For your message to play out successfully, you want to be able to focus attention on it. Until a few weeks ago, few in the UK would have heard of global IT firm, Atos. No matter. Through its sponsorship as IT Partner of London 2012, it would garner headlines about its technological prowess.
It got media coverage all right but it wasn't good and surely devalued its sponsorship. And yes, this does matter for b2b organisations (see electricairwaves.com/blog for a view on Goldman Sachs).
Atos has a government contract to assess disability benefit claimants' capacity to work. There have been a very high percentage of successful appeals against its assessments. So presumably it was not a surprise to Atos that disability campaigners would juxtapose this with its sponsorship of the Paralympic Games.
The week the Olympics opened, both Panorama and Dispatches ran undercover investigations that criticised Atos' assessment process. But no Atos spokesperson. Just excerpts from a statement that could not adequately challenge the journalists' accusations. When national media covered a disabled protest outside Atos' London offices, there was no spokesperson to be seen. Print and online had to make do with quoting an anonymous 'Atos spokesperson'.
Really? When responding to emotional stories about distress caused to disabled people? And there was no rebuttal on Atos' websites or Twitter feed, even when campaigners tweeted that athletes hid the Atos branding on their passes.
Atos' statements appeared devoid of emotionally compelling messages for an audience to empathise with: 'We meet our obligations in delivering a complex and challenging contract'; 'We offer our customers good value for money alongside high standards of service, delivery and flexibility'.
And when others were asked about Atos, they successfully pushed their own messages. The British Paralympic Association said: 'Our role is to concentrate on promoting British Paralympians as role models rather than comment on wider disability issues.'
No doubt Atos had internal reasons for not engaging. But the public cares more about fairness than about Atos sponsoring the Games. Its comms failed to connect the two.
Takeaway tips - lessons from Atos' challenges
Andrew Caesar-Gordon
Acknowledge and address criticisms. Ignoring them makes you look evasive and audiences less likely to recall your positive key messages.
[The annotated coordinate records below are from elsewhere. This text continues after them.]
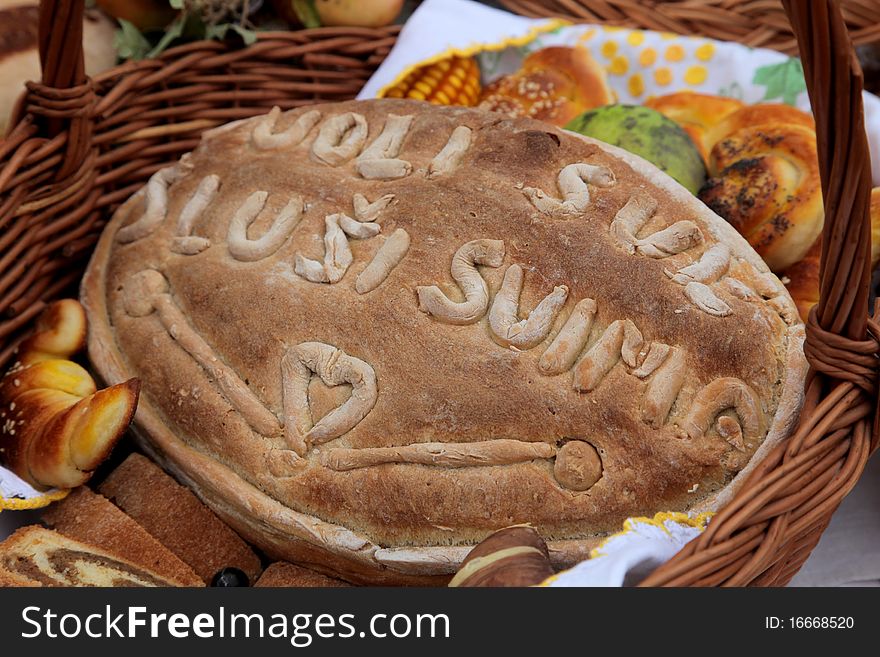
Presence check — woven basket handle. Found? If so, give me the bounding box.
[33,0,95,180]
[783,0,877,406]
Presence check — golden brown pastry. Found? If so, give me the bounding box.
[645,92,825,272]
[479,46,614,126]
[99,454,262,584]
[82,99,805,584]
[0,299,139,488]
[644,91,745,162]
[0,525,197,587]
[42,486,205,586]
[699,122,825,272]
[449,526,553,588]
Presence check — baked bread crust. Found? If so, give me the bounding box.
[82,100,806,583]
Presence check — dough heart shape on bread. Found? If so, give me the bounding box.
[82,100,806,583]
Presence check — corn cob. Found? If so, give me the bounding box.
[385,57,480,107]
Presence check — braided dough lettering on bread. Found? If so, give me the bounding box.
[83,100,803,584]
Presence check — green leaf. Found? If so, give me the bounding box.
[113,18,152,59]
[291,0,321,27]
[147,14,186,58]
[752,58,807,105]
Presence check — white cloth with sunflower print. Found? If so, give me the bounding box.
[358,0,880,185]
[358,0,880,587]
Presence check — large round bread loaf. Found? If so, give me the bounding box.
[83,101,805,583]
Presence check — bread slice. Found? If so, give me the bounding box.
[0,525,193,587]
[99,454,263,583]
[254,561,351,588]
[43,486,204,586]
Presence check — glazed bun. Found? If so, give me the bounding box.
[0,299,139,488]
[479,47,614,126]
[645,91,745,162]
[782,187,880,321]
[699,123,825,272]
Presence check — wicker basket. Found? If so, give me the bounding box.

Use examples, imagery and anecdotes to humanise your response. Journalists write about how products and services affect people.
Watchdog, Dispatches, Panorama et al will go ahead with or without you. If you do not give an interview you tend to look evasive and the audience will assume guilt. Give an interview and at
At least get free airtime to make your case. See if you can get an unedited 'as live' interview.